Can a Visual Studio produced static library, be stripped of symbols? - c++

I'll divide this questions in 3 parts:
I would like to produce a static library and strip off its symbols. (Debug info is already not included)
Similar to the strip command in linux. Can it be done?
Is there an equivalent tool in windows env, to the nm tool in linux?
When creating a static library using VS2008. Is it possible to define a script that will exclude some of the produced .obj files out of the build and out of the static lib?
Can it be dynamic? I mean I'd define a compilation mode in the script and this would result in specific object files being excluded from the build

If anything is visible that you feel should not be, try declaring it with the "static" keyword. This tells the compiler that it is accessible only to the current module.

There are cases where it would be convenient to be able to strip out all but a small number of "exported" public symbols, but it's not really feasible.
A static library is little more than a collection of .obj files. The internal dependencies haven't been resolved yet, and they won't be resolved until link time.
For example, if your .lib consists of foo.obj and bar.obj, and there's a call in foo.obj to a function defined in bar.obj, then that symbol must be available at link time, even if nothing outside of the library should be able to see it.
For that reason, you cannot strip the symbols (with the possible exception of file-scope static symbols). Even class methods that are protected or private (in the C++-sense) will exist in the symbol table, since the enforcement of the visibility is a compile-time issue, not a link-time one.
In contrast, a dynamic library is a standalone binary that has already been linked. References from foo.obj to bar.obj have already been resolved.
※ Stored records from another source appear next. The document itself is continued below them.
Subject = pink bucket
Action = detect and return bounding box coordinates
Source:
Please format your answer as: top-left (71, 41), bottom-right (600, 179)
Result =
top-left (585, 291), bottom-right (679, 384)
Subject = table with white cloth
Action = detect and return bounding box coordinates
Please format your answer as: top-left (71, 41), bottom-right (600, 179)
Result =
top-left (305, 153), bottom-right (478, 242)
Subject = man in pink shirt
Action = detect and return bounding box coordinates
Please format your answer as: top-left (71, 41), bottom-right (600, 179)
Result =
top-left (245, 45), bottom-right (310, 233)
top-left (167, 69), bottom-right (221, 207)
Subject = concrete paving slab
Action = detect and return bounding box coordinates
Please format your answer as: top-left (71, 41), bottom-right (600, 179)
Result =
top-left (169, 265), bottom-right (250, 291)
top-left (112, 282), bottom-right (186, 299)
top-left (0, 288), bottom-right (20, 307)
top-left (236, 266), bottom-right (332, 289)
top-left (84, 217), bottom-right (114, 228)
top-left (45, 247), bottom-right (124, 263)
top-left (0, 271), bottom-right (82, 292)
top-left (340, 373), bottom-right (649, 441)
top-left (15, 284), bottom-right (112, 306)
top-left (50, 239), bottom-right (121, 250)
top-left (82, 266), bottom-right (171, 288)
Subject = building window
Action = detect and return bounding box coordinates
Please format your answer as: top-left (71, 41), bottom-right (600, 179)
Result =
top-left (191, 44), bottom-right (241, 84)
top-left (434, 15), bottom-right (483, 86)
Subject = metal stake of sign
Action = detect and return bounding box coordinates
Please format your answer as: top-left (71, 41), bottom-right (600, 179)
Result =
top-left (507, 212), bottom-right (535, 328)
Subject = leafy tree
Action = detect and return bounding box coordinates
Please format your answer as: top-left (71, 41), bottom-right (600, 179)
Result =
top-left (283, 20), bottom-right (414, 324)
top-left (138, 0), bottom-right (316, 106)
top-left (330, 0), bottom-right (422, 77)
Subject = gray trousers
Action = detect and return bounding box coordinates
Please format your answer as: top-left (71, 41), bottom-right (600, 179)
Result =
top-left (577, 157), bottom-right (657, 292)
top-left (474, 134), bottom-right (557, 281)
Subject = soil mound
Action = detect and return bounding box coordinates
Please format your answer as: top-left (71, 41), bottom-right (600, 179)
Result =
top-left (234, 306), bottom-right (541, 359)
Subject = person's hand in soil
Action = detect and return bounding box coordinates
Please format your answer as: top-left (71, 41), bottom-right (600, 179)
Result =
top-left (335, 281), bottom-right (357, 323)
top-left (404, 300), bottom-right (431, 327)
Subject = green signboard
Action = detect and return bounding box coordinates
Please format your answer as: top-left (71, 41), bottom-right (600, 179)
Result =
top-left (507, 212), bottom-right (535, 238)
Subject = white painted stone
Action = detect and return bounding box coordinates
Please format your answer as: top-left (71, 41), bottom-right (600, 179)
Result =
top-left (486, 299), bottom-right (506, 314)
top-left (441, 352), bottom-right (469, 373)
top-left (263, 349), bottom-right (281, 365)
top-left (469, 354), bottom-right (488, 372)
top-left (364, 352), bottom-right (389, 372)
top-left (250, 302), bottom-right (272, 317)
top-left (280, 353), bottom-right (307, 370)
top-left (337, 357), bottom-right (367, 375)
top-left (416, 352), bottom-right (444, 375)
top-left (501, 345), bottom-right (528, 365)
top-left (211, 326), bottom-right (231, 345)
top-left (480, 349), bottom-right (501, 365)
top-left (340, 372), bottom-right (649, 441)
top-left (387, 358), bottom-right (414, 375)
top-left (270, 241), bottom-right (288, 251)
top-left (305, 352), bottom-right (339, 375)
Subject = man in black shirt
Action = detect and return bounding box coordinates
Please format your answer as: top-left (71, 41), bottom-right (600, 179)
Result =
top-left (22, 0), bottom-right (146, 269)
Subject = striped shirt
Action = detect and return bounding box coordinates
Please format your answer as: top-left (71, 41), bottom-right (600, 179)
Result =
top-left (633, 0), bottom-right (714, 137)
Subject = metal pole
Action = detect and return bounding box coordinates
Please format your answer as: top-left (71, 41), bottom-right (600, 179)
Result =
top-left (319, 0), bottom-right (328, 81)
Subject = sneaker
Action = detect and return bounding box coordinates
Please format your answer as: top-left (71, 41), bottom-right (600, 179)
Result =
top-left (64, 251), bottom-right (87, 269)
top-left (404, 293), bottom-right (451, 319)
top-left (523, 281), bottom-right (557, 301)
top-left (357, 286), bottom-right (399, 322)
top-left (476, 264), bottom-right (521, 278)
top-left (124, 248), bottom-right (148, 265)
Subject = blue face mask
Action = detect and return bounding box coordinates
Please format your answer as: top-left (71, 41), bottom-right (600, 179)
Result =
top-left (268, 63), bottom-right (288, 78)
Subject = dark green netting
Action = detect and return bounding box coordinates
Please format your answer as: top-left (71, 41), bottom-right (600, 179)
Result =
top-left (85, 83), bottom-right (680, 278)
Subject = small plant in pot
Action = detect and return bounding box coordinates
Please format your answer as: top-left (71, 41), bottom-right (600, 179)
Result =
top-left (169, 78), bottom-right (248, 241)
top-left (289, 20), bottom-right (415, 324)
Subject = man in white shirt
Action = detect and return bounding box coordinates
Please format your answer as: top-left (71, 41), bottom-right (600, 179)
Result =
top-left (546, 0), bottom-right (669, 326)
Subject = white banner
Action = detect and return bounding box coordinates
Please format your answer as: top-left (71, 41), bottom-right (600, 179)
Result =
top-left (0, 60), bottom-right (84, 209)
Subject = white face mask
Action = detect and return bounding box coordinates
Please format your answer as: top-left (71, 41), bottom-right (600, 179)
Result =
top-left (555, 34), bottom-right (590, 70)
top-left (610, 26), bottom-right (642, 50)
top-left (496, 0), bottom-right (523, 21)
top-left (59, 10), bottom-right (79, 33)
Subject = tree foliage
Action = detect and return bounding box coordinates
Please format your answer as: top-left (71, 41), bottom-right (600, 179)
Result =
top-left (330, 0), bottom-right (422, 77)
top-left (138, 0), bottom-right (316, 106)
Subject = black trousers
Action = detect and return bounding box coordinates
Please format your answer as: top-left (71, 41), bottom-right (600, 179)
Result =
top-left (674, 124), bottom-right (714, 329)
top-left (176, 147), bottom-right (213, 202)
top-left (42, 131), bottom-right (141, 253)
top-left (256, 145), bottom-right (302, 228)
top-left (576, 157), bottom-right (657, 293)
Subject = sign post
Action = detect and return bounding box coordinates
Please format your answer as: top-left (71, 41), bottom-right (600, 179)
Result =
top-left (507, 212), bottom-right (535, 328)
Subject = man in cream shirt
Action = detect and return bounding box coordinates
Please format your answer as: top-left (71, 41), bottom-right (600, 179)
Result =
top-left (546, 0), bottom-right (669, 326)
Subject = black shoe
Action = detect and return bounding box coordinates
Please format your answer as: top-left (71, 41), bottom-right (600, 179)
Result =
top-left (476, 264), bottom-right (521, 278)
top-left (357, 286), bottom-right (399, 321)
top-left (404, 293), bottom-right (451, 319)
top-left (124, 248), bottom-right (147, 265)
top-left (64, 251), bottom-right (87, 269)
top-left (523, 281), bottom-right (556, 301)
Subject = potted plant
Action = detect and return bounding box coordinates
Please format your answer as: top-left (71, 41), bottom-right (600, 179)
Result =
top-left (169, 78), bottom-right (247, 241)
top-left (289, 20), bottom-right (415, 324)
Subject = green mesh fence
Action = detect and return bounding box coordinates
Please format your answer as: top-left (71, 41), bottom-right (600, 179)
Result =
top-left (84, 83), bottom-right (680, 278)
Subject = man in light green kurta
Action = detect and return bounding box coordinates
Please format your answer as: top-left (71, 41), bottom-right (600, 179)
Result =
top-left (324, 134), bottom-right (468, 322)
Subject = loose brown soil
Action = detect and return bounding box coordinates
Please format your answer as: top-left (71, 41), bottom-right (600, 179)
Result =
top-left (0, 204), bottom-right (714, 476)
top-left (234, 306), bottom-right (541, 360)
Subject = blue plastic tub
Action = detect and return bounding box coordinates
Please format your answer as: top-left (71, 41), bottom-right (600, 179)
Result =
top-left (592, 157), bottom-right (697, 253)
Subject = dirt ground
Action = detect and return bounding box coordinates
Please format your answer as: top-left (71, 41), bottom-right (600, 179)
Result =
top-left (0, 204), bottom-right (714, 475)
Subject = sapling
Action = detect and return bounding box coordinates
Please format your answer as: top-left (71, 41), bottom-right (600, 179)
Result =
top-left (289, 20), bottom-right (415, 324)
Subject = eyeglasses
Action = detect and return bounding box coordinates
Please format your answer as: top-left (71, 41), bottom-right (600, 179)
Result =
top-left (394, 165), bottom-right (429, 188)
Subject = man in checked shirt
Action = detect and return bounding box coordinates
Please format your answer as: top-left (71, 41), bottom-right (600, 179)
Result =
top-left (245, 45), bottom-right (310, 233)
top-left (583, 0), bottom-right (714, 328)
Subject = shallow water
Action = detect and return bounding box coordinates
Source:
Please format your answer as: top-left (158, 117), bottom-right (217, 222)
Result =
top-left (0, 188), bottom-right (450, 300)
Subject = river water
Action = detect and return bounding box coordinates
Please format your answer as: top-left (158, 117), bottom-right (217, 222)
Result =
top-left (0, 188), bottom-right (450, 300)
Thus a DLL can be stripped of symbols except for the ones that must be exported (and even those can be renamed or replaced by ordinals).
If your DLL exposes a simple C API, then you're all set. But if you want to expose a C++ class, you're probably going to end up exporting all of its methods, even the protected and private ones (since inlining in the external application might result in direct calls to private methods).

No, how do you think the users of the static library would link to it without knowing where are the symbols they use defined?
Yes, try the DUMPBIN utility.
Well, yes. You can run the LIB utility with /REMOVE:foo.
That said, I think you are doing something that either is not worth doing or could be done a lot simpler than with removing library members.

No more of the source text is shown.